Em suas razões recursais, pondera que o prazo de suspensão da execução de 01 (um) ano, previsto no art. 40 da Lei nº 6.830/80 (LEF), tem início automático na data da ciência pelo credor tributário da não-localização do devedor ou da inexistência de bens penhoráveis, findo o qual inicia-se, também automaticamente, o prazo da prescrição intercorrente. Ressalta que as causas de interrupção do crédito tributário e de suspensão da sua exigibilidade, previstas nos arts. 151 e 174 do Código Tributário Nacional e, também, a própria paralisação da execução ordenada por decisão judicial interferem na fluência do prazo da prescrição intercorrente, obstando a conformação da hipótese extintiva. Sustenta que para declarar a prescrição intercorrente, é dever do Magistrado fundamentar a decisão por meio da delimitação detalhada dos marcos legais aplicados na contagem do prazo na espécie, especificando-se, inclusive, o período em que a execução permaneceu suspensa em virtude de ordem judicial ou em razão de ocorrência de causa legal. Historia os atos que considera relevante para a apreciação do feito e alega que a partir da penhora realizada em 2018, diversos atos subsequentes, todos voltados à expropriação do bem e satisfação do crédito, ocorreram, de modo que não poderia ser reconhecida a prescrição intercorrente, vez que jamais teria havido inércia injustificada do credor durante a tramitação processual. Requer a reforma da sentença e o prosseguimento da execução fiscal.

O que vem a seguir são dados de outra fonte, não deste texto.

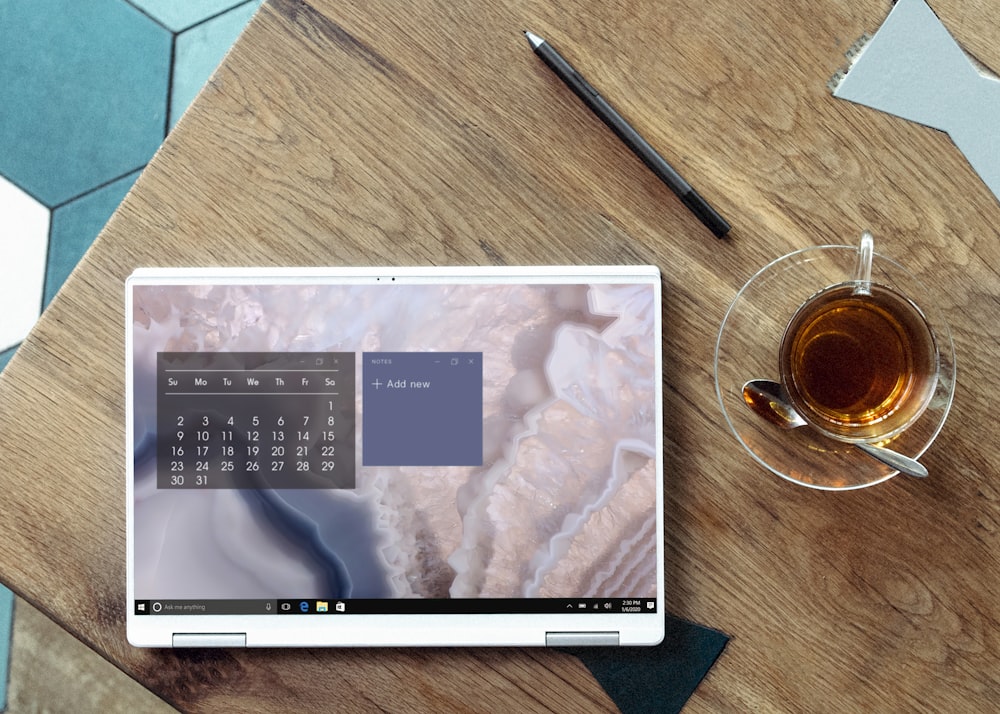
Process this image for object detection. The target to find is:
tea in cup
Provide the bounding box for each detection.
[779,233,939,442]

Não foram apresentadas contrarrazões.
É o relatório.
Decido.
2. O desate da matéria trazida à análise neste recurso se dá por decisão monocrática, a partir da aplicação do que definido no Regimento Interno desta Corte, no art. 206, XXXVI, e, principalmente, em face do que previsto no artigo 932, IV, "b", do Código de Processo Civil, considerando a orientação vinculante traçada pelo egrégio Superior Tribunal de Justiça, que adiante será exposta.

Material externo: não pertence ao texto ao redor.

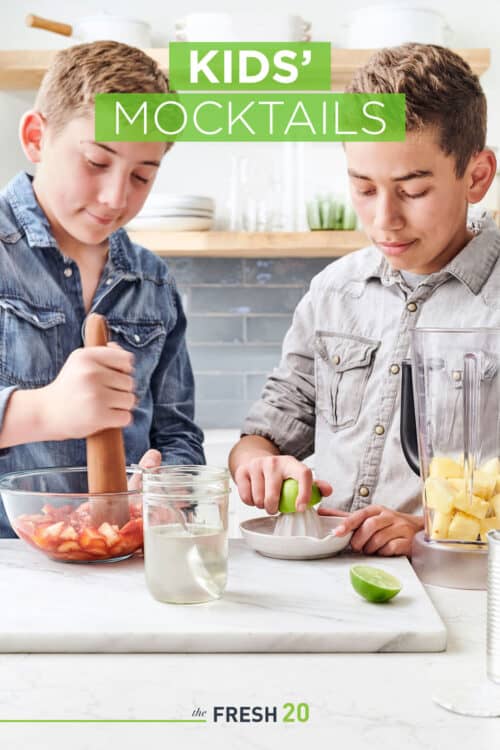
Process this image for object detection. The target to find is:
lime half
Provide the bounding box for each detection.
[278,478,321,513]
[349,565,401,602]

Art. 206. Compete ao Relator:
(...)
XXXVI – negar ou dar provimento ao recurso quando houver jurisprudência dominante acerca do tema no Supremo Tribunal federal e Superior Tribunal de Justiça com relação, respectivamente, às matérias constitucionais e infraconstitucional e deste Tribunal;
Busca o Município a reforma da sentença de reconhecimento da prescrição intercorrente.
Historio os atos processuais que importam à solução da controvérsia:
Cuida a espécie de execução fiscal ajuizada em 31/10/2014 objetivando a cobrança de ICMS referentes aos exercícios de 2014, conforme Certidão de Dívida Ativa nº 14/41901, no valor de R$ 54.683,87 (evento 3, PROCJUDIC1 p. 2/7).

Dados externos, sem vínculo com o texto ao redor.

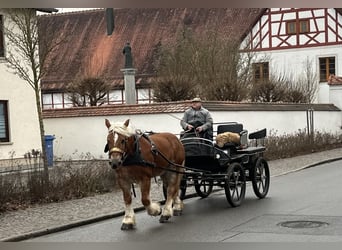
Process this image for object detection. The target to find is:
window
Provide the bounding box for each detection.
[0,15,5,57]
[0,100,9,142]
[286,19,310,35]
[253,62,269,81]
[319,57,335,82]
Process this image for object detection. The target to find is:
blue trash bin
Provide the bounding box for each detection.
[44,135,55,166]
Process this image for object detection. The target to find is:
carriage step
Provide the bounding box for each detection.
[236,146,266,154]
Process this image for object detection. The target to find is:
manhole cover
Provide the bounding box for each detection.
[278,220,329,228]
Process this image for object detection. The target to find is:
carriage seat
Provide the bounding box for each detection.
[216,123,248,149]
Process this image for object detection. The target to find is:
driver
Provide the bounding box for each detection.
[180,97,213,140]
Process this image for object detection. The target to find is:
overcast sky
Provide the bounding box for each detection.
[57,8,99,13]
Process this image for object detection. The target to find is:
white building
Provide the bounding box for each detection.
[242,8,342,108]
[0,9,56,166]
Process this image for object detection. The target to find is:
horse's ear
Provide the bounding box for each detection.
[124,119,129,127]
[105,119,110,128]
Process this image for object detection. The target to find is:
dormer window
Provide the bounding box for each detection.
[286,19,310,35]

Foi lançado despacho citatório em 19/11/2014, sendo expedida a Carta AR, que retornou positiva, recebida na data de 18/06/2015 (evento 3, PROCJUDIC1 p. 23/25).
Logo, o executado apresentou Exceção de Pré-Executividade, alegando ilegalidade da cobrança (evento 3, PROCJUDIC1 p. 29/30).
Apresentada impugnação pelo Estado, o juízo desacolheu a Exceção (evento 3, PROCJUDIC1 p. 42).
Diante disso, distribuiu Agravo de Instrumento da citada decisão, alegando a prescrição dos créditos e ilegitimidade passiva (evento 3, PROCJUDIC1 p. 47/50, evento 3, PROCJUDIC2 p. 1/2).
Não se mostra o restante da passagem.